Principe 2 gaat over het flankerend beleid. Maar organisaties of instellingen die al een subsidie ontvangen van de Vlaamse overheid, komen voor heel wat hoofdstukken van dit ontwerp niet in aanmerking voor subsidiëring. Ook niet wanneer zij, los van de basisopdrachten die ze decretaal verplicht zijn te vervullen, andere verruimende en vernieuwende initiatieven willen nemen. Zij hebben nochtans vaak de knowhow om dergelijke initiatieven te ontwikkelen. Zo dreigen bijvoorbeeld de seniorenorganisaties op die manier tussen twee stoelen te vallen.
De nieuwe initiatieven blijven dus beperkt tot 'projecten' en 'proeftuinen'. Volgens ons vertrekt minister Anciaux daarbij te sterk vanuit een top-down- in plaats van een bottom-upbenadering via de verenigingen, de gemeenten, de bestaande culturele instellingen enzovoort. Nochtans leveren heel wat van die culturele organisaties en instellingen nu al bijzondere inspanningen om allerlei kansengroepen bij hun werking te betrekken. Voor sommige is dat zelfs een statutaire opdracht.
De minister wil bijkomende inspanningen leveren om de participatie te bevorderen. Dit kunnen we uiteraard enkel toejuichen. De bestaande initiatieven kunnen echter ook een duwtje in de rug gebruiken. Wellicht kunnen in samenwerking met deze verenigingen ook goede resultaten worden bereikt.

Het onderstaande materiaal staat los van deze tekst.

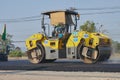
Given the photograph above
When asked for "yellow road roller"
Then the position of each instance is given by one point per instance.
(60, 39)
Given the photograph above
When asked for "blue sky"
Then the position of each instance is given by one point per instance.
(11, 9)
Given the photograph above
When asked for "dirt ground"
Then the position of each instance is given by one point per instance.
(49, 75)
(53, 75)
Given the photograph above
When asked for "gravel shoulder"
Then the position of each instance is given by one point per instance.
(52, 75)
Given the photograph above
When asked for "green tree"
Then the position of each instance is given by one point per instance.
(88, 26)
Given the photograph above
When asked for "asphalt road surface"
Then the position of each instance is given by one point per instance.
(62, 65)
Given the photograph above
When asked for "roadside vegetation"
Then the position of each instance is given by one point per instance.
(90, 26)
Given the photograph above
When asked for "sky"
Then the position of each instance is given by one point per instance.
(13, 9)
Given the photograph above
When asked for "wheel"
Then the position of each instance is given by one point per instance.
(3, 57)
(50, 60)
(88, 55)
(37, 55)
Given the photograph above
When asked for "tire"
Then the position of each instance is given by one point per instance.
(85, 59)
(3, 57)
(37, 55)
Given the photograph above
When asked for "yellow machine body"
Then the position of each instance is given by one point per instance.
(88, 46)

Bovendien werken de geselecteerde proeftuinen niet flankerend. Integendeel, ze werken sectorgericht. Ik citeer in dit verband het advies van de Vlaamse Jeugdraad: "De kans bestaat dat er via de proeftuinen een concurrentiepositie wordt gecreëerd voor bestaande initiatieven." We vrezen dat dit ontwerp van decreet tot de oprichting van nieuwe vzw's zal leiden. Bovendien biedt het ontwerp van decreet geen garantie inzake de toeleiding naar de bestaande structuren. Mijn fractie blijft bezorgd. Naast het participatiebeleid binnen de cultuur-, jeugdwerk- en sportsectoren wordt nu een participatiesector voor cultuur, jeugdwerk en sport opgericht. We vrezen dat deze sectoren niet spontaan zullen samenwerken. Dit is jammer omdat we de fundamentele doelstellingen van het ontwerp van decreet volledig onderschrijven en omdat uit een aantal gegevens blijkt dat de graad van participatie aan culturele evenementen in Vlaanderen zeker niet stijgt.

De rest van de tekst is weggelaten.